Vor 25 Jahren erließ die Stadt die Vorschrift zum "Schutz der Wohnruhe" - und legte damit die Maximalzahl für Bars und Kneipen in Haidhausen fest. Ein Gericht hebt nun den "Kneipenstopp" auf.

Von Sebastian Krass

"Kneipenstopp" - das ist nicht nur eine Wortschöpfung von ganz eigener Poesie. Es ist auch ein Wort, das für Menschen, die neu in München sind oder die Stadt von außen betrachten, aufs Herrlichste das Klischee der unlockeren, regelungswütigen Provinzmetropole bedient. Bald aber wird die Gastro-Obergrenze, die seit 1996 für den zentralen Teil Haidhausens gilt, nur noch eine Anekdote der Stadtgeschichte sein. Denn das Verwaltungsgericht (VG) München hat den "Kneipenstopp" in einem Urteil für unzulässig erklärt, wie Stadtbaurätin Elisabeth Merk in einer Beschlussvorlage für den Planungsausschuss des Stadtrats an diesem Mittwoch erläutert. Deshalb schlägt sie dem Stadtrat vor, den entsprechenden Passus aus dem Bebauungsplan zu streichen.

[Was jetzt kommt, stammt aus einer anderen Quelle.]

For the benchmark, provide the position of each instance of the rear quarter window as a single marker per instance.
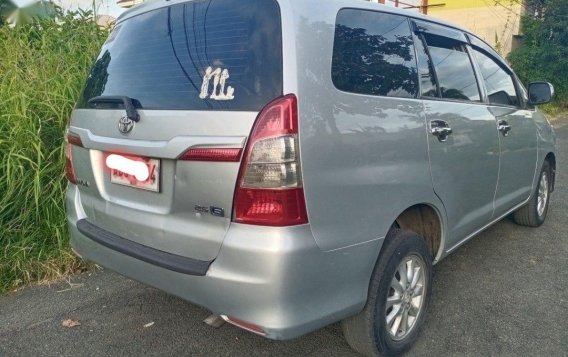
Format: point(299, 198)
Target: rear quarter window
point(204, 54)
point(373, 53)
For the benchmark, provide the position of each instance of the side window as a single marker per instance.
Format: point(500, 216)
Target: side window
point(373, 53)
point(453, 67)
point(425, 70)
point(499, 83)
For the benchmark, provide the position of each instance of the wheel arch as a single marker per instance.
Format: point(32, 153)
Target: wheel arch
point(425, 220)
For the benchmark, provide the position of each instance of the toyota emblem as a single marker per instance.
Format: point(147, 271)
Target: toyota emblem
point(125, 125)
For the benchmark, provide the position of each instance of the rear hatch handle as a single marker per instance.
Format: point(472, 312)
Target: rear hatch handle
point(128, 103)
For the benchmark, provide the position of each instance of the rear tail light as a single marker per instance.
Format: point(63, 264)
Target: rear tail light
point(269, 187)
point(71, 139)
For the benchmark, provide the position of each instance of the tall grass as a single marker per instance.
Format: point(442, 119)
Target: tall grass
point(42, 69)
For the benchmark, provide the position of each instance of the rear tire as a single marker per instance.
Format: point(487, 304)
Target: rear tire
point(533, 214)
point(398, 298)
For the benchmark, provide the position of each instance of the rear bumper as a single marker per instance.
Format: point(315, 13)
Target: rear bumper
point(277, 279)
point(155, 257)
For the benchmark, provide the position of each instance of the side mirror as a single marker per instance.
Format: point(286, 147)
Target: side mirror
point(540, 92)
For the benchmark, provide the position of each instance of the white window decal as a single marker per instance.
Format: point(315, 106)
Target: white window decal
point(220, 77)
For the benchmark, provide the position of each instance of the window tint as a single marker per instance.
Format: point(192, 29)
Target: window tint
point(203, 54)
point(425, 72)
point(454, 69)
point(500, 85)
point(373, 54)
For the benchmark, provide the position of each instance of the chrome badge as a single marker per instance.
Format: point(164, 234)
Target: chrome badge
point(125, 125)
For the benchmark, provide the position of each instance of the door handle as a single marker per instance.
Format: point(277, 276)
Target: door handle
point(440, 129)
point(504, 127)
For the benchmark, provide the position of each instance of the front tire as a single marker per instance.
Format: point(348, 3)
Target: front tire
point(398, 297)
point(533, 214)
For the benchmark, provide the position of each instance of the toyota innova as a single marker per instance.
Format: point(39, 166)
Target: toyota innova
point(288, 164)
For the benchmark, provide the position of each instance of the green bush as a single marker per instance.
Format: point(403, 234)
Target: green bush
point(42, 69)
point(544, 52)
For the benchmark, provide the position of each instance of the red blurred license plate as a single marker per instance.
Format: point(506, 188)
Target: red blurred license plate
point(134, 171)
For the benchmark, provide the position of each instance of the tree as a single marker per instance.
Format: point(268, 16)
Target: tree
point(543, 54)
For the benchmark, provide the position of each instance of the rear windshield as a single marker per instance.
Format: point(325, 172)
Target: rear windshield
point(198, 55)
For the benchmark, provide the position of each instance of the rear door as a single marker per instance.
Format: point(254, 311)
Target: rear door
point(198, 72)
point(463, 141)
point(517, 130)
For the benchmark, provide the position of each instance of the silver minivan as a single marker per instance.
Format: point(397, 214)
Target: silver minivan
point(288, 164)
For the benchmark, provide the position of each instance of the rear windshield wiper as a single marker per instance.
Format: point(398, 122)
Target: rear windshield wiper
point(128, 103)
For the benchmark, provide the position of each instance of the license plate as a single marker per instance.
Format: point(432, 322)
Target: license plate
point(134, 171)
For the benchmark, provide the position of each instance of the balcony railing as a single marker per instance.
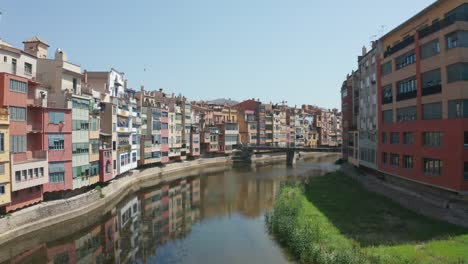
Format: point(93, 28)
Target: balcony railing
point(29, 156)
point(403, 44)
point(406, 96)
point(435, 89)
point(387, 100)
point(436, 26)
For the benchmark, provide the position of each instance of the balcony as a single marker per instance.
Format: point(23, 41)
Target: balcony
point(387, 100)
point(434, 89)
point(34, 128)
point(397, 47)
point(406, 96)
point(123, 111)
point(29, 169)
point(4, 116)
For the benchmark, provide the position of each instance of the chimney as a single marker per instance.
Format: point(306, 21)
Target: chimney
point(60, 55)
point(36, 47)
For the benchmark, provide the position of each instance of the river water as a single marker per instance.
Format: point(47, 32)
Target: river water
point(211, 217)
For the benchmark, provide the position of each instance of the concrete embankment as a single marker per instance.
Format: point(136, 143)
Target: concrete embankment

Seinen Ursprung hat der "Kneipenstopp" vor gut 30 Jahren, als sich Bürgerinnen und Bürger im Quartier zwischen - vereinfacht dargestellt - Orleansplatz und Innerer Wiener Straße sowie zwischen Kirchenstraße und Balanstraße gestört fühlten vom Geräuschpegel, den die Gäste der Lokale abends verursachten. Der Bezirksausschuss machte sich die Klagen zu eigen und forderte 1990, die Verwaltung möge "für ganz Haidhausen unverzüglich einen Kneipenstopp erlassen". So schildert es Merk in ihrer Vorlage. Unverzüglich und für den ganzen Stadtteil klappte es nicht.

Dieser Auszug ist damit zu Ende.